Install the WorkflowGen chart
You now need to install the chart with those values. To do this, execute the following command:
helm install -f .\values.yaml wfg https://github.com/advantys/workflowgen-releases/releases/download/7.18.3/workflowgen-0.0.3.tgz
Helm will generate Kubernetes deployment files for you and install them on the cluster.
Update the application URL
This configuration will create a load balancer in front of the WorkflowGen containers. You will need to wait for it to get a public IP address. Execute the following command periodically until you get the load balancer's public IP:
kubectl get services wfgen-service
Once the value of EXTERNAL-IP is provisioned, copy it and modify the WorkflowGen configuration to change the WFGEN_APP_SETTING_ApplicationUrl value. To do this, you first need to get the name of the ConfigMap associated with the WorkflowGen deployment. The following command will give you all the ConfigMap objects in the default namespace:
kubectl get configmap
Copy the WorkflowGen ConfigMap name and replace <WFG_CONFIG_MAP> with the value in the following command:
kubectl edit configmap "<WFGEN_CONFIG_MAP>"

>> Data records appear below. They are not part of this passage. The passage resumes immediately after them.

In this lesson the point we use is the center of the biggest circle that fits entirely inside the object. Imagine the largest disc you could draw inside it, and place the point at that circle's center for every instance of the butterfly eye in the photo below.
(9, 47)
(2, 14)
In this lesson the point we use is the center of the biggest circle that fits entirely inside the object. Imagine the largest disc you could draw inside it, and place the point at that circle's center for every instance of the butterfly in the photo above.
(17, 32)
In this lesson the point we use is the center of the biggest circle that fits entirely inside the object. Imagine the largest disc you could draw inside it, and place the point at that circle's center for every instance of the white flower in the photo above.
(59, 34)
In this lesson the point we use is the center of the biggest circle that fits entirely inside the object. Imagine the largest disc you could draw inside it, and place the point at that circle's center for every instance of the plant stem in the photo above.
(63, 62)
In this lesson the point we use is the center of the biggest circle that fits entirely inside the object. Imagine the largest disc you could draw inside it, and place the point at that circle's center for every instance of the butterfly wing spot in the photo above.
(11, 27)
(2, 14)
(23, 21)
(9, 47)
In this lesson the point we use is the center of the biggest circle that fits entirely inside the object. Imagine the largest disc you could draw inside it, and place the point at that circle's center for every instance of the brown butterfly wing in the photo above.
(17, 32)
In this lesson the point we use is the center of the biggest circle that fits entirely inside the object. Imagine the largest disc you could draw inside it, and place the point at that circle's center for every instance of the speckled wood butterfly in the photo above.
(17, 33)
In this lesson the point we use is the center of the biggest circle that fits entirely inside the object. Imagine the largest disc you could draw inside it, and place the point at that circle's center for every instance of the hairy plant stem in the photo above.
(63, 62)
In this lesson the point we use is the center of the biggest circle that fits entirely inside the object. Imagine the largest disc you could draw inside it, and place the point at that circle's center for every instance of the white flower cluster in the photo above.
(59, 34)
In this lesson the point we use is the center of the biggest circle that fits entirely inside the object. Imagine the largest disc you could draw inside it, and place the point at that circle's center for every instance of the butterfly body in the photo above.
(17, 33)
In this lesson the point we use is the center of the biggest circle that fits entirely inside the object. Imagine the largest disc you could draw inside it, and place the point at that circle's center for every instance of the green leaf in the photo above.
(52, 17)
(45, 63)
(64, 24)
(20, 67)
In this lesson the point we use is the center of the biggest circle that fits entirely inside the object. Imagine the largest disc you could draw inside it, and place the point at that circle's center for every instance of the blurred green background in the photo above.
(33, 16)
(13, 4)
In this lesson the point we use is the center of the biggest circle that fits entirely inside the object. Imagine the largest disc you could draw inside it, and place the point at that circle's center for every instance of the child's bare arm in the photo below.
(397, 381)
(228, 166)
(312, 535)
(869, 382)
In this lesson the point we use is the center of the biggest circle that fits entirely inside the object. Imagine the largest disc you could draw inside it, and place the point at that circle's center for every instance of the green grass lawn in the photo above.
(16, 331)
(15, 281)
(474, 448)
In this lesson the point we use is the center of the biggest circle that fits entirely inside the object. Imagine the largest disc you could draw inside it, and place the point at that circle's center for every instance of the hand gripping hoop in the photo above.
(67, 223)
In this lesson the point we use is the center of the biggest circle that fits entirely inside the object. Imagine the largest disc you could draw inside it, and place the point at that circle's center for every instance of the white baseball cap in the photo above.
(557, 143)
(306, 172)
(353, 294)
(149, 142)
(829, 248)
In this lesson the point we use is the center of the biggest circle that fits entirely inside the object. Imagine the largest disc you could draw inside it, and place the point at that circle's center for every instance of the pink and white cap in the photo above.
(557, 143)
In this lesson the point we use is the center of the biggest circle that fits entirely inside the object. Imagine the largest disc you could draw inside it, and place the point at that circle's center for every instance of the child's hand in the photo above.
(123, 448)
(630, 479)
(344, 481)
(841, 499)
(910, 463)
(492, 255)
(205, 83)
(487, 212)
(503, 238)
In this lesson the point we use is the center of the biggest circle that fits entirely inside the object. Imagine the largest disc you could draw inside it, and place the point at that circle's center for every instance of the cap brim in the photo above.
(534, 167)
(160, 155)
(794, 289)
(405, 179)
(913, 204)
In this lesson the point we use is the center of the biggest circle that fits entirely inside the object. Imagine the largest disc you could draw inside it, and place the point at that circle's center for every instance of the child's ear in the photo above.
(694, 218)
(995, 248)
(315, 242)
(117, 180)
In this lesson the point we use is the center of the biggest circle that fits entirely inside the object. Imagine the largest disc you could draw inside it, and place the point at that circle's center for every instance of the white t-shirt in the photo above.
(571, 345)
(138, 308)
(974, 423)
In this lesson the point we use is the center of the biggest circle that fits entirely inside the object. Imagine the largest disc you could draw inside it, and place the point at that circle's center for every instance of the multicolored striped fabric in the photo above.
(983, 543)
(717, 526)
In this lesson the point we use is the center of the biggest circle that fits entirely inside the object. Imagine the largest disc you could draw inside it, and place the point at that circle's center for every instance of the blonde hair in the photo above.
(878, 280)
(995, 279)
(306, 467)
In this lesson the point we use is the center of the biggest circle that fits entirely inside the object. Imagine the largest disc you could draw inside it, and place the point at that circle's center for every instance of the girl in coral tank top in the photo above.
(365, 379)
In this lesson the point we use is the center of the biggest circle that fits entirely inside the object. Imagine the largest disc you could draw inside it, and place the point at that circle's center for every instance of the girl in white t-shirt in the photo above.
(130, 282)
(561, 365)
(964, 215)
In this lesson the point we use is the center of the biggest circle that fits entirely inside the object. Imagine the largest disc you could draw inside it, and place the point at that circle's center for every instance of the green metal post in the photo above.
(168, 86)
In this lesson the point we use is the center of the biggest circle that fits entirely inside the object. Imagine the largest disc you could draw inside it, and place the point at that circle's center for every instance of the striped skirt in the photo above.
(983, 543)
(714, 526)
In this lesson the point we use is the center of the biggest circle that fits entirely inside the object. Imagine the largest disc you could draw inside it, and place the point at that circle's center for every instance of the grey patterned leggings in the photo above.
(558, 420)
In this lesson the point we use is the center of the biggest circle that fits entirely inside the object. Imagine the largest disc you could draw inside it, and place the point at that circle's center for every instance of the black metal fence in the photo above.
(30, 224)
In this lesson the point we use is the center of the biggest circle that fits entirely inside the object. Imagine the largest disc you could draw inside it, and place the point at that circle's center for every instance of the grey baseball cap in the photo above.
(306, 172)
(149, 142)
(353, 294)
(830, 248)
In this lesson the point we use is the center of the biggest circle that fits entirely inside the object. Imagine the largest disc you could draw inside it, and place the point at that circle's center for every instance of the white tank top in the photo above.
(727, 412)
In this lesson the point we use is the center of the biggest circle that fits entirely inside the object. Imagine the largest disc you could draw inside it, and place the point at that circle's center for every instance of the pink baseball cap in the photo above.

This will bring up an editor so you can replace the WFGEN_APP_SETTING_ApplicationUrl value with the correct IP address from the load balancer service. Save the file and exit the editor. To apply the changes made to the ConfigMap object, restart all of the pods in the WorkflowGen deployment. You have to do this for the Windows services as well. Get the name of the deployments with the following command:
kubectl get deployment
Replace <WEB_APPS_DEPLOYMENT_NAME> and <WIN_SERVICES_DEPLOYMENT_NAME> in the following script with the correct deployment names to restart all containers:
kubctl scale deployment "<WEB_APPS_DEPLOYMENT_NAME>" --replicas 0 -n wfgen-service
kubctl scale deployment "<WIN_SERVICES_DEPLOYMENT NAME>" --replicas 0 -n wfgen-service
​
# Wait until the scaling is done and then scale up
kubctl scale deployment "<WEB_APPS_DEPLOYMENT_NAME>" --replicas 3 -n wfgen-service
kubctl scale deployment "<WIN_SERVICES_DEPLOYMENT NAME>" --replicas 1 -n wfgen-service
You should now have a working WorkflowGen with a load balancer and a database.